IT'S HARD not to admire a man who's prepared to push boulders up hills.

Especially if the hill in question was a major film corporation and the shoving took seven years.

Matthew Bourne is widely hailed as the UK's most popular and successful dance choreographer and director.

But he is also credited with reinventing the world's perception of dance theatre.

Bourne's dance world is tutu-free. His Car Man, for example, is a reinterpretation of Bizet's opera Carmen, but set in a sweaty, greased stained garage in the Deep South, where couples copulate on kitchen tables and in the back seats of cars.

Now, the dance theatre star has brought his hugely populist sensibility to Edward Scissorhands, the cult film by Tim Burton and starring Johnny Depp.

But Matthew reveals he had to battle to make it happen.

"I had to get permission from the creators of the film," he says, his voice recalling a weary sigh.

"I had to talk to the screenplay writer, the music creator, everyone. And the process took seven years.

"The problem was the film company had never given permission for it to be used in any way, whether a theme park ride or a McDonalds' promotion.

"And Tim Burton didn't really understand how it could all work; he didn't really see it as a dance theatre piece."

Thankfully, Matthew had his work to help illustrate his idea.

"Tim came to see Car Man, and he got it," he says.

"He knew what I was trying to do. And it all worked out in the end."

Matthew felt Edward was a theatre story that had to be told.

"When I first saw the film in 1990 a couple of things struck me; it had such memorable music that I felt should be danced to.

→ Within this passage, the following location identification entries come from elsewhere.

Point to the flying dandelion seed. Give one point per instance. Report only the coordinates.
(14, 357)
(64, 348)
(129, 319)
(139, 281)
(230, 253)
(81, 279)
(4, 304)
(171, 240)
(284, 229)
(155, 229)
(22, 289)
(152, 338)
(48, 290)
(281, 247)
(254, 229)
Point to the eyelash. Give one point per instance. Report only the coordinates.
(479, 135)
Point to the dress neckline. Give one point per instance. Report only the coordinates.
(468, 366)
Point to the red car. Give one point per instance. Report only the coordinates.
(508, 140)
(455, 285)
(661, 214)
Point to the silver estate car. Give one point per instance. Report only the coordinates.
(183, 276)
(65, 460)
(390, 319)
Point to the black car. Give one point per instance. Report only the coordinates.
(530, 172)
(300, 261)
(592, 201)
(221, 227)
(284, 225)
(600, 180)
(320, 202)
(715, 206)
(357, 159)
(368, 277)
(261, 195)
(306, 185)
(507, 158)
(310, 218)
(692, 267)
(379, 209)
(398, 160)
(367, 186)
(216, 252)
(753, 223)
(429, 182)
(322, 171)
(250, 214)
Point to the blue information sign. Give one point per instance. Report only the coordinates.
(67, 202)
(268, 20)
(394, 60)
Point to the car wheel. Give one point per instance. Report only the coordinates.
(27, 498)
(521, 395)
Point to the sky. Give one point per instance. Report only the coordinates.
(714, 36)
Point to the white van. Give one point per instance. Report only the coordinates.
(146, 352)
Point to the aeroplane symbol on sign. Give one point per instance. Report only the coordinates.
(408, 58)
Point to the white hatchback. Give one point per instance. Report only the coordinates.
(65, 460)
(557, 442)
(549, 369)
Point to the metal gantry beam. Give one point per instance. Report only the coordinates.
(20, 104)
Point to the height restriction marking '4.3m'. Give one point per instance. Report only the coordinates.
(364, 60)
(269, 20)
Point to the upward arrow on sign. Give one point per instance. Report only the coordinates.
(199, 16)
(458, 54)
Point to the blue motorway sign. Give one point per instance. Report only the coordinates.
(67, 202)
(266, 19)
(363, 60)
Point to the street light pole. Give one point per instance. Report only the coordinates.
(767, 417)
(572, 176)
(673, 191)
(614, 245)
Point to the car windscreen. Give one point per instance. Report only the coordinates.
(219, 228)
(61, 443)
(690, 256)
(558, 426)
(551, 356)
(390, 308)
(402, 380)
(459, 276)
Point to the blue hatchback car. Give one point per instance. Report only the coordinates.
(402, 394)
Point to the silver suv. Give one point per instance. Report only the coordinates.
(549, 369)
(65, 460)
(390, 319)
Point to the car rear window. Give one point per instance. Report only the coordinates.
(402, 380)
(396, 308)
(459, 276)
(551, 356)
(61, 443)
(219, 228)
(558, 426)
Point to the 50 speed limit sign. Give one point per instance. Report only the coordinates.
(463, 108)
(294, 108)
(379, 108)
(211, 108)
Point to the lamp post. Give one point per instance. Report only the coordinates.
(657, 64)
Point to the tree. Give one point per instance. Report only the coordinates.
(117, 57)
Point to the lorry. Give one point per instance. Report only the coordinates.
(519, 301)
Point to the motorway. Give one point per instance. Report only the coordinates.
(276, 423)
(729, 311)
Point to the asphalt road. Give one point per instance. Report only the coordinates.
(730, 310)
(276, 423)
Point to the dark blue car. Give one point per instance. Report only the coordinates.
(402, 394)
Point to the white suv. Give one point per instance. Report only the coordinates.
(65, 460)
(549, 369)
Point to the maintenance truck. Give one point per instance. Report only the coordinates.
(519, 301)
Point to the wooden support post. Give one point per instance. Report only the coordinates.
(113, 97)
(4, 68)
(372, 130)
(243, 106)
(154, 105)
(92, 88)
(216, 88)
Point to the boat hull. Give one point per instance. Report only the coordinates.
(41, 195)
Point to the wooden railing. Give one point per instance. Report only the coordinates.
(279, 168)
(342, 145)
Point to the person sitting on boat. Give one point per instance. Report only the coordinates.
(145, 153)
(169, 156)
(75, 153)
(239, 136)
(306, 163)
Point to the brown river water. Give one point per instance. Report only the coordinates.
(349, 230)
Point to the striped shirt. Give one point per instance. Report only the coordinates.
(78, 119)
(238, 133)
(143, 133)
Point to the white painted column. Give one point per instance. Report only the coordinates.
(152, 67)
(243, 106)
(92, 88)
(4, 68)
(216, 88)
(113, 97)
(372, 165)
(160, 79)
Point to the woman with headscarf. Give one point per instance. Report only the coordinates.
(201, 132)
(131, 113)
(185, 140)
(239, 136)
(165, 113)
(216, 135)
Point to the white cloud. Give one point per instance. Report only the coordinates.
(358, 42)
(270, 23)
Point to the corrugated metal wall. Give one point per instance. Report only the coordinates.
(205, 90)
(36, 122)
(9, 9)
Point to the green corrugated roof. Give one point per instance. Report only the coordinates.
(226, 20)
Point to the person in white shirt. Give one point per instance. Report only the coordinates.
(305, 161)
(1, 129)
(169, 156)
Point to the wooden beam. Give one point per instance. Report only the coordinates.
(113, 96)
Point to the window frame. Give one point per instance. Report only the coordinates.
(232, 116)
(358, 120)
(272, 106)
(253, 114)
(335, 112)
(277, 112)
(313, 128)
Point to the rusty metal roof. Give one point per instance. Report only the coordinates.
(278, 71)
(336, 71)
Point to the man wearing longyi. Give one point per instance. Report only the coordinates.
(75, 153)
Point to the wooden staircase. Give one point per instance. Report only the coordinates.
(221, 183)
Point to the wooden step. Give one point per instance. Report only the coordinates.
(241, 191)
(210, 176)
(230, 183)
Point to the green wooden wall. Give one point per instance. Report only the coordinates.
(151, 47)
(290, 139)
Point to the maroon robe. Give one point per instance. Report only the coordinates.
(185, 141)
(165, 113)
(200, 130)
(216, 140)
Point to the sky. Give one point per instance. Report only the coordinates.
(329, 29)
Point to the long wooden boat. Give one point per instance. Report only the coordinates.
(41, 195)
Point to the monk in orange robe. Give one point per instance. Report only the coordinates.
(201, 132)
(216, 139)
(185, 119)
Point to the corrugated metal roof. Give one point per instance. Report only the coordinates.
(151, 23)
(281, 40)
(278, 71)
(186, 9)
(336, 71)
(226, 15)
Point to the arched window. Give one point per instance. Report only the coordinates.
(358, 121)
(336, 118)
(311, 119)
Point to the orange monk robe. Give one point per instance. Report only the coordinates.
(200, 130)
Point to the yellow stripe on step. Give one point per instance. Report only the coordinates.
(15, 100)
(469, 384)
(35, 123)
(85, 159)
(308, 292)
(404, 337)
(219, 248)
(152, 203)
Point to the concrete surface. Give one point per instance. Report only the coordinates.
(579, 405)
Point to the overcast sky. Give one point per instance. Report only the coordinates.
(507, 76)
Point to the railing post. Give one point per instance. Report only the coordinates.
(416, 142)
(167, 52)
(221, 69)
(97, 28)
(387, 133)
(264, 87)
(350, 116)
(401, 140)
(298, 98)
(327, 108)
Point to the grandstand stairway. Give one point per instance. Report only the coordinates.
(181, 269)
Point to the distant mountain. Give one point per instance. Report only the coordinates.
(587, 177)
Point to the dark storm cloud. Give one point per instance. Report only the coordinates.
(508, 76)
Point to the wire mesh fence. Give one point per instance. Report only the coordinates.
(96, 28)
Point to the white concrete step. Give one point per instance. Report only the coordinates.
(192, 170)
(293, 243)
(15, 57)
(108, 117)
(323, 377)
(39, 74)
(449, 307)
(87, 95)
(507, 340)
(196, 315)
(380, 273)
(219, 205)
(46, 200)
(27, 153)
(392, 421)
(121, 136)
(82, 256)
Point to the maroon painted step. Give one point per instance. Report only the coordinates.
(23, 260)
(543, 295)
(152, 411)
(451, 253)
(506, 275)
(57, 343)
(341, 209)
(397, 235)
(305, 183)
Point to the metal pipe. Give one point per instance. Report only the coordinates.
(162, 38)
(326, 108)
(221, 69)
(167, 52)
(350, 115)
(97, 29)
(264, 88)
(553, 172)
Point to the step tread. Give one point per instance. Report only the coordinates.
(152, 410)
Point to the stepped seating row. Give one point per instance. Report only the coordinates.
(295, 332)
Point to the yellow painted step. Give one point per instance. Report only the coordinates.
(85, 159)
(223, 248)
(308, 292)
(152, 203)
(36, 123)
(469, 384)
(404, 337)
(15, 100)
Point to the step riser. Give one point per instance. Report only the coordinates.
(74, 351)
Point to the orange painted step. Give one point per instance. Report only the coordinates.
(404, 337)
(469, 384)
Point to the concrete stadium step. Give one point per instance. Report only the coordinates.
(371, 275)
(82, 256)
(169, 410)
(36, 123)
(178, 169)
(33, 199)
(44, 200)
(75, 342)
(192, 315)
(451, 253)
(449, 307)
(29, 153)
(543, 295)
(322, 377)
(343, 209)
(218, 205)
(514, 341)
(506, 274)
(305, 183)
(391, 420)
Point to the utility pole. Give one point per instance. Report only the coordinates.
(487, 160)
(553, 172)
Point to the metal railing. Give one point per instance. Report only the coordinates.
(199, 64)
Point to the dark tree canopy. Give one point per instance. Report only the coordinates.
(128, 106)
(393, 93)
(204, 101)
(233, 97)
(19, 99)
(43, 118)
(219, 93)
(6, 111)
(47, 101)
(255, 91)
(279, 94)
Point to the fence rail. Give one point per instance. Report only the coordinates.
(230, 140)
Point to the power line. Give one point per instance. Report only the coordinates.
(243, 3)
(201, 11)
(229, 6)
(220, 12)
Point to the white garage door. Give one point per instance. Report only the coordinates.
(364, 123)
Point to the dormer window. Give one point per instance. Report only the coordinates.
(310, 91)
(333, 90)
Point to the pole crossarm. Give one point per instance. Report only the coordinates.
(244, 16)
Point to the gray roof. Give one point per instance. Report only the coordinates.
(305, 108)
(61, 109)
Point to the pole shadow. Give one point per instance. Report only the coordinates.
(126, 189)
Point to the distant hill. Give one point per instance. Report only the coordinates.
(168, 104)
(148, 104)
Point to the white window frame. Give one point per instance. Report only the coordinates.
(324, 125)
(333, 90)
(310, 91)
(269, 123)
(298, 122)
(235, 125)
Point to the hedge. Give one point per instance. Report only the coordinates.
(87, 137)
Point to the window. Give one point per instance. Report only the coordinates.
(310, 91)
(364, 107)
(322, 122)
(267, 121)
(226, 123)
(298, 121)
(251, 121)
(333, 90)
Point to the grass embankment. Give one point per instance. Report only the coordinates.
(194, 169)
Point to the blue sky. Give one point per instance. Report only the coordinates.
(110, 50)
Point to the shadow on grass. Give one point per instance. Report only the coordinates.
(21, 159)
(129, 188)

"And the music (by Danny Elfman and Terry Davies) was so beautiful, unforgettable and theatrical. But I loved the story of the outsider. I've always been drawn to stories like that.

"What's great about Edward is the hands are a metaphor for everyone who has something distinctive about them.

"It's a story that touches on bullying and prejudice. It's about how we treat people who are different in a community."

And of course Edward uses his scissors to be creative.

"Yes, he makes a virtue of what he has. But I also love the humour in the piece. And the social observations of the neighbourhood.

"As a result, Edward is very much like a Chaplin or a Buster Keaton silent movie star, an innocent, while so much goes on around him."

Perhaps one of the reasons Matthew is drawn to tales of outsiders, those who don't quite fit in, is because he was something of a square peg himself.

Growing up in East London borough Hackney in 1960 he came to dance very late.

"I didn't discover ballet or modern dance until I was 20," he says.

Was he advantaged bey coming to the business late on?

"Yes, definitely," he says.

"If I'd started training in dance really early, perhaps my life would have gone in a very different direction because I wouldn't have had all those interests and influences.

"It's my love of movies, of the likes of the Sound of Music, or Hitchcock, of theatre, of having lived a bit before doing this which has all contributed."

Even the posters for his shows are fun.

"I don't see the point otherwise," he explains of selling populism.

"I don't want the dance world to be po-faced and grand. I want people to come and see it and enjoy it.

"And I want audiences to understand the world they are in.

"Unfortunately, the word 'dance' or 'ballet' can put people off."

The five-time Olivier Award winner has won lots of people over in the past 20 years. And Edward Scissorhands has already enjoyed sell-out performances across the world.

But were there any specific problems in staging Scissorhands?

"Well, we tried to tell our own story," he says.

"The story we do has themes which aren't in the film. It creates its own world and it's set in the Fifties rather than the Eighties.

"Even Edward's costumes are different. But the main problem was the hands. When they expand the space they take up is huge."

He adds, smiling: "It's about avoiding him - just in case you get slashed."

l Matthew Bourne's Edward Scissorhands, Theatre Royal, November 19-22.